Images Festival 2012: Celebrating 25 Years of Moving Artworks
The Images Festival was born in 1988, when a collective of Toronto artists decided that there needed to be an event (an anti-TIFF, perhaps) devoted to then-marginalized moving-image formats—such as video—and overlooked moving-image voices, be they female, queer, of colour and otherwise. Fast-forward to 2012, the festival’s 25th edition: now, Images includes artists from around the world, has an ever-expanding commissioning program, and boasts an array of works, from short films to sound pieces to installations.
“It’s pretty momentous,” says Pablo de Ocampo, artistic director of the festival. “How does an institution recognize time passing, or history? We’re trying not to pat ourselves on the back—not to think so specifically or literally in terms of recognizing our accomplishments. We want to take this as an occasion to look really closely at what the fabric of the festival is.”

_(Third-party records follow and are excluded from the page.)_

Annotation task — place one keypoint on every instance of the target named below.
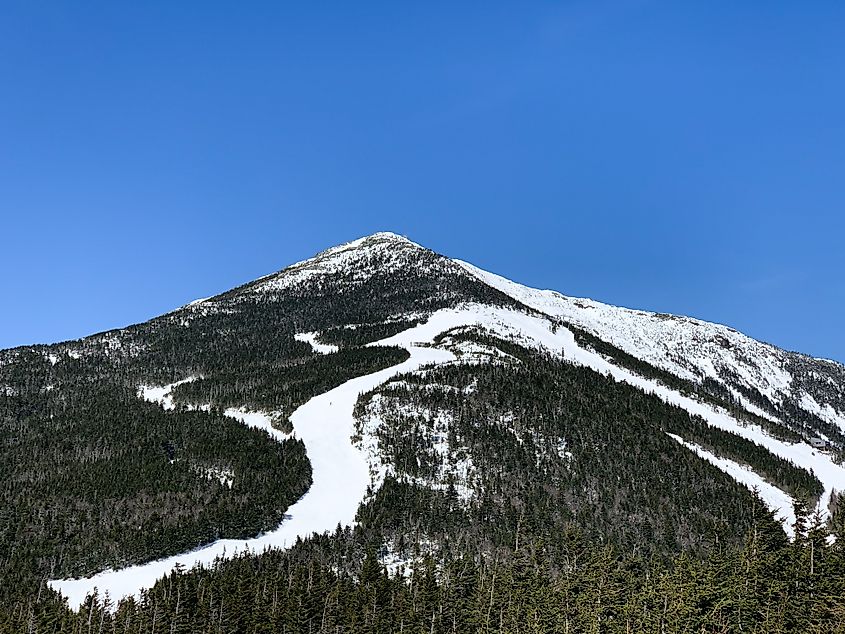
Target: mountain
(390, 399)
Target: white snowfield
(539, 332)
(746, 476)
(341, 473)
(311, 339)
(340, 479)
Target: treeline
(764, 585)
(547, 444)
(286, 387)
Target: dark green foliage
(362, 334)
(708, 390)
(288, 386)
(764, 585)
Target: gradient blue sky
(679, 157)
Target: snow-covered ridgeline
(537, 331)
(687, 347)
(742, 474)
(311, 339)
(341, 471)
(340, 479)
(162, 394)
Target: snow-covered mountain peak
(354, 261)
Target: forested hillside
(530, 475)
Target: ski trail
(340, 479)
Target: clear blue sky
(681, 157)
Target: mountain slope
(542, 415)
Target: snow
(687, 347)
(311, 338)
(258, 420)
(350, 259)
(776, 499)
(539, 332)
(340, 479)
(162, 394)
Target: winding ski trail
(340, 479)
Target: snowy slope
(687, 347)
(340, 479)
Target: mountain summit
(385, 396)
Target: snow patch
(776, 499)
(311, 339)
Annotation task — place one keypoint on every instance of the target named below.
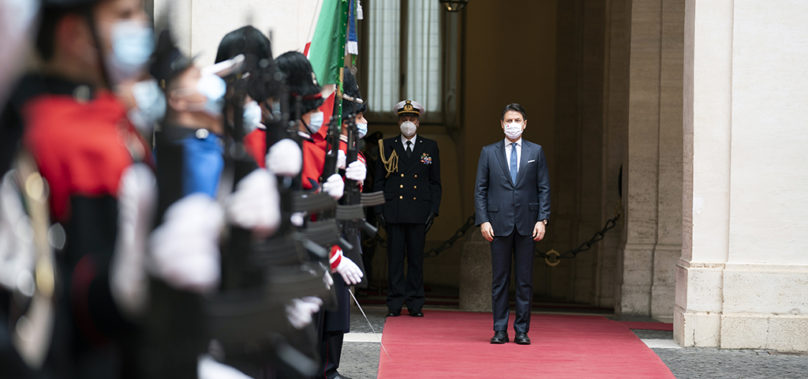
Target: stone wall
(742, 280)
(654, 171)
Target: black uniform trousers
(520, 249)
(405, 240)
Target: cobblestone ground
(360, 360)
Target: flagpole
(342, 30)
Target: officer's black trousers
(405, 239)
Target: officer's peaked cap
(409, 107)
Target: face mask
(214, 88)
(252, 116)
(132, 45)
(17, 23)
(408, 128)
(513, 130)
(315, 122)
(150, 105)
(362, 129)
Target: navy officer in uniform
(408, 172)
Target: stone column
(654, 171)
(669, 201)
(643, 156)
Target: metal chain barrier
(435, 251)
(553, 258)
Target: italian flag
(327, 51)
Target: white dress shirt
(404, 141)
(518, 153)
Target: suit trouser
(405, 239)
(502, 250)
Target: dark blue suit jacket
(506, 204)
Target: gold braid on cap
(391, 164)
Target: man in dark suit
(408, 171)
(512, 205)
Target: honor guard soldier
(96, 167)
(408, 171)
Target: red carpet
(455, 345)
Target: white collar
(518, 142)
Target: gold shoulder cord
(391, 164)
(33, 342)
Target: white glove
(299, 311)
(334, 186)
(137, 197)
(328, 280)
(350, 272)
(209, 368)
(17, 250)
(356, 171)
(255, 204)
(297, 218)
(341, 159)
(285, 158)
(185, 248)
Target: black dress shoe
(521, 339)
(499, 337)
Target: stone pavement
(360, 354)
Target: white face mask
(252, 116)
(513, 130)
(408, 129)
(362, 129)
(315, 122)
(132, 45)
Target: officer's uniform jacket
(412, 191)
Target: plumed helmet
(168, 61)
(262, 82)
(300, 81)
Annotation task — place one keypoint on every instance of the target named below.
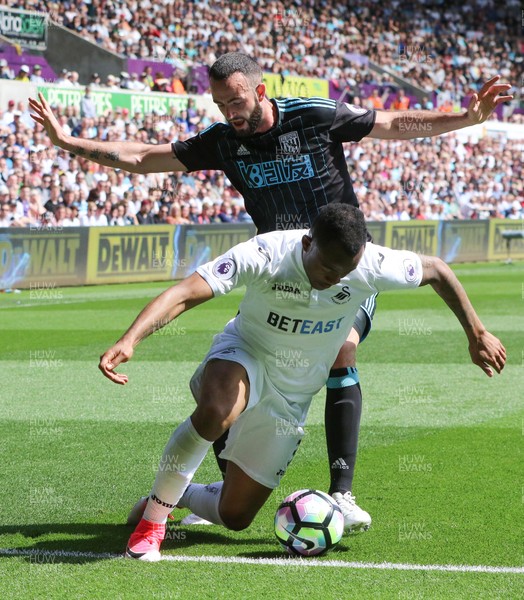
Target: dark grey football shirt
(289, 172)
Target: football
(308, 523)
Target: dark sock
(342, 422)
(218, 446)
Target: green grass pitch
(439, 468)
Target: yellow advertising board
(52, 256)
(137, 253)
(498, 248)
(417, 236)
(279, 86)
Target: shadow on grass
(49, 539)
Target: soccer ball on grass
(308, 523)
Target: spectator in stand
(401, 102)
(5, 72)
(120, 217)
(55, 198)
(87, 105)
(375, 101)
(23, 74)
(63, 80)
(72, 217)
(95, 81)
(144, 215)
(160, 218)
(225, 214)
(177, 87)
(175, 216)
(36, 76)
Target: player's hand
(483, 103)
(119, 353)
(487, 351)
(43, 114)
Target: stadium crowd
(447, 47)
(433, 178)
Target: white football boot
(355, 519)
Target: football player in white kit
(303, 289)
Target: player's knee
(235, 519)
(214, 412)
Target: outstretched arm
(159, 312)
(485, 349)
(409, 124)
(135, 157)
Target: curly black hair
(340, 223)
(236, 62)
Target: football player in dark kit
(286, 158)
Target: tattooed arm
(485, 349)
(131, 156)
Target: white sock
(182, 456)
(203, 500)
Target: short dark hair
(342, 224)
(236, 62)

The highlights of this year’s festival are thus as progressive as they are reflective. (One might point out that, for an avant-garde entity like Images, a look backward is by nature a look forward.) Indeed, from anniversary screenings and works by experimental-film icons, to present-day movers and shakers and revisitations of classic works, Images 2012 spans periods and sensibilities. In other words, a quarter of a decade later, it remains eclectically itself. Here's our picks.
1. 25th-Anniversary Screenings
Images’ unique approach to its anniversary includes a microsite, iFpod, which began in 2007 with the festival’s 20th edition. The site is an archive of Canadian video art; this year, view a temporary selection of 1988’s impressive program, which includes works by now-canonized artists in the field, among them Vera Frenkel, Philip Hoffman, R. Bruce Elder and recent Governor General’s Award–winner Jan Peacock. A two-part screening series of 1988’s schedule is also in the offing; for Part 1 on April 13, founding board members and programmers—including Cameron Bailey, now TIFF’s artistic director—choose and discuss work from that first year which they found personally significant.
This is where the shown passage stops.